What path led you to Life Instyle and what is it about the show that makes it a great fit for you?
To meet and connect with customers, potential customers, and stylists, in person, is fundamental to the very nature of my business. Most of my product lines do not lend themselves to digital catalogues or a generic sale processes because they are tactile and beg to be touched. And most importantly, I want our customers to be uninhibited and creative as they make their selection from the myriad of styles, sizes, fibres, materials and nuanced colourways we offer …something that is very difficult to achieve remotely. So it was essential to show the collection at a fair that provided an environment conducive to this tactile and collaborative sales process. A fair that supported and celebrated handmade, sustainable and ethically made products, and a fair that appealed to retailers who shared those values. So for me LifeinStyle ticked all the boxes!
Quick Fire Questions:
What is the best piece of business advice you have been given?
“Do what you love, and love what you do”. It was one of the first pieces of advice I remember receiving and it was one of the reasons I started my import and distribution business way back in 2008. But this advice still speaks me today. It is why my businesses aims and objectives have changed and evolved over time, in unison with my personal values. racines is the product of this evolution, and it will allow me to carry on “loving what I do”. I want to feel like I am leaving a legacy with my work - making a positive contribution to future generations by supporting Australian retailers as they shift their own focus to slow living and sustainability by offering more unique and custom, handmade product lines in their stores.
Where do you see racines in 5 years?
I would love to see racines continue to work with European brands on the forefront of sustainable production practices and perhaps even collaborate with them to include more fibres and materials from Australia in their product development. For example; I would love to help Bosabo continue to break ground in the slow footwear movement, of which the Australian market has been at the forefront. I think more collaborations with Australian fashion brands will also be on the cards as Bosabo have had great success in that space in Europe. And I know inimitable Sophie Digard is very keen to work with us to incorporate more ethical Australian wool into her work in the future. She already uses our fine merino wool in her beautiful crocheted scarves….but there is a lot of scope for the broader wools to be used in her crocheted bags and also in homewares. And finally, I think our friends at Couleur Chanvre in France would be keen to pursue the possibility of combining their beautiful hemp with our ethical Australian wool to create exciting new mixed fibre fabrics. And why not bring some of the amazing sustainable manufacturing technology and know-how from Europe to Australia!! For example, I think a sustainable hemp textile industry would have amazing potential in Australia and we could learn a lot from trail-blazers in France like Couleur Chanvre. The possibilities are mind-boggling!

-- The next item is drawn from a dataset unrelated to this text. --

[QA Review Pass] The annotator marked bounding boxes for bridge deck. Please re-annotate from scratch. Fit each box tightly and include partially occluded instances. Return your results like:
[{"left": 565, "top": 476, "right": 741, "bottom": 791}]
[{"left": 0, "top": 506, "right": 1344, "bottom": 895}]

What is your dream travel destination?
I was lucky enough to get back to France in January to visit family and (finally) get to catch up, in person, with all our wonderful suppliers in France. We are going again in July, and I can’t wait, but this time I would also love to fit in a trip to visit to our beautiful new supplier in Athens. I met Mary Gaitani at a trade show in Paris and her custom textile jewellery creations captivated me almost as much as her wonderful persona. I can’t wait to visit her in her home town and meet her clever team of makers. And a little side-trip to the Greek Islands would not be bad either!